All of these are FOSS underneath but have very different costs. There is a difference between commercial for-profit services (BW, Element) and non-profit/public benefit ones (Lemmy, Mastodon) with the latter usually being free of charge.
There’s very little difference between a commercial FOSS application as a service and a commercial non-free software as a service.
For example, you could also buy Slack as a service as opposed to Element. In the end it’s a bill of $x/user/month. Nothing “free” about that other than the hosted software’s source code.
The software is the “primary component” but a service is far more than just a piece of software.
It’s providing infrastructure for the software to run in, maintaining said infrastructure, providing support to customers, billing/accounting, hiring people to do all of that etc. I’d even go as far as saying that the software being hosted ifself plays no major role in the service part.
Sure, but that’s exactly what people mean when they say FOSS service.
Regardless, that’s not the discussion we’re having. The point is that those services are free of charge, and you’re not the product. And that a big reason for that is that they are FOSS services.
Arguing about what people mean is futile. The point the other poster is making, and you’ve now agreed to be true, is that FOSS is software and a service is a service.
Most services powered by FOSS offer a free service as a taster for the paid service. The money made in the paid service tiers pay for the free tiers. Hopefully.
If you are self hosting, you are still paying in your time to set up, host and manage it.
And with FOSS, you are still the product. You are providing bug testing, there are no guarantees, and the idea is you contribute back by investigating bugs you find and submit them to the project.
So many paid products are buggy, get EOL with some small notice, or pad their bottom line selling user data.
At least with FOSS you have the option of picking up maintenance yourself if the corp drops that product. Support for mission critical infrastructure will only last as long as your support contract with closed software.
I disagree that the users are the product with FOSS is what I was getting at. Major contributions being done by individuals is a special case, with little regard for business continuity. There are obvious examples of people that do it, but the real value regardless of the quality of the individual contributors is the ability to fork your own if the contributions stop aligning with your business plan.

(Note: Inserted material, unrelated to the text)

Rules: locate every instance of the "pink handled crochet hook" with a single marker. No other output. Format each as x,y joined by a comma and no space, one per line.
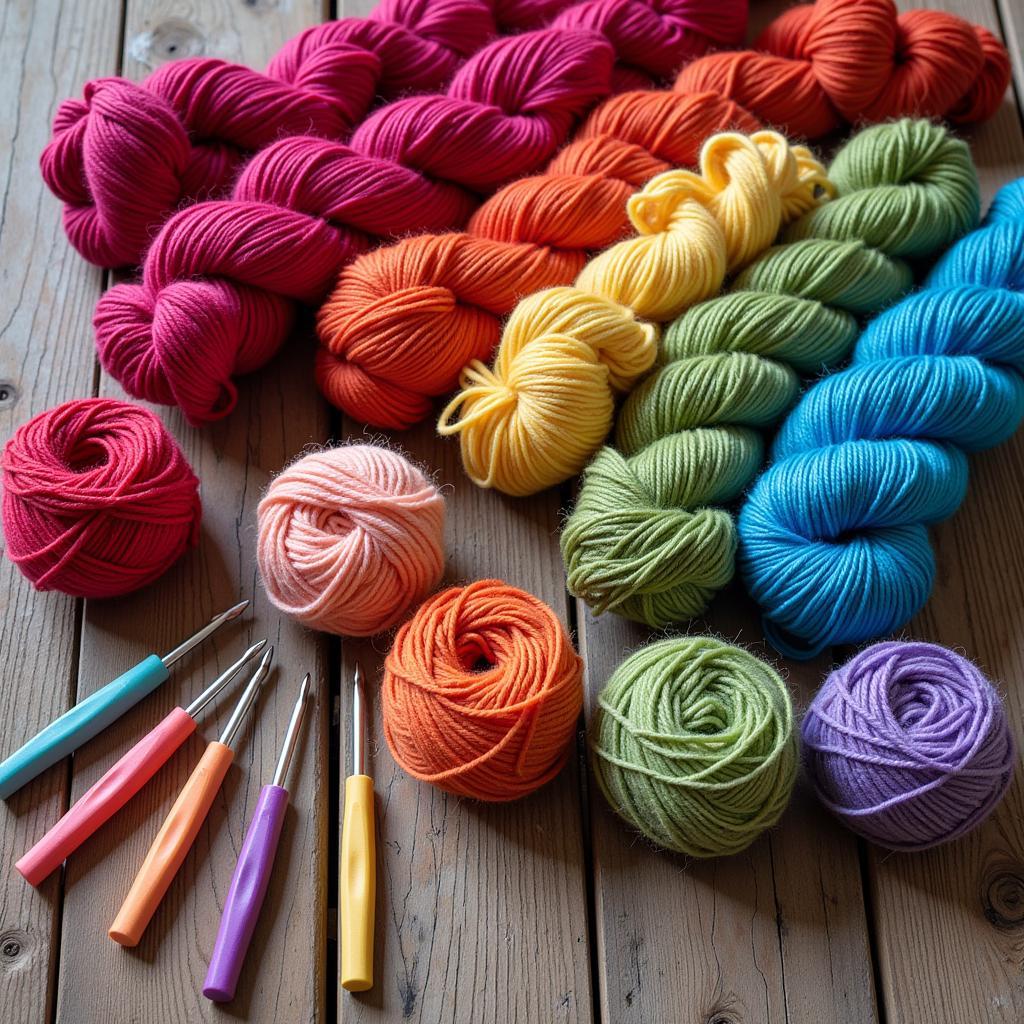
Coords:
252,872
98,804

That ability to bring the software in house is a guarantee.
I was wondering what people were talking about! Thank you!
I too, have never seen these before in my life, and I also don’t like tabs. I turn them off for everyone I can, too. I had no idea I was also turning off these ads. Nice.
Yes they’ve always been a thing in the promotions/else tabs, anyone who says they aren’t around simply hasn’t clicked those tabs or registered they existed (in fairness, everything in that tab is generally an ad)
That’s not how that works. Products that big don’t have features (or “features”) rolled out universally. They do things per county, per demographic, or to random groups first, to have data on how it affects usage.
Only if they’re happy with the results (or management overrides the rational decision process) they’ll introduce things globally.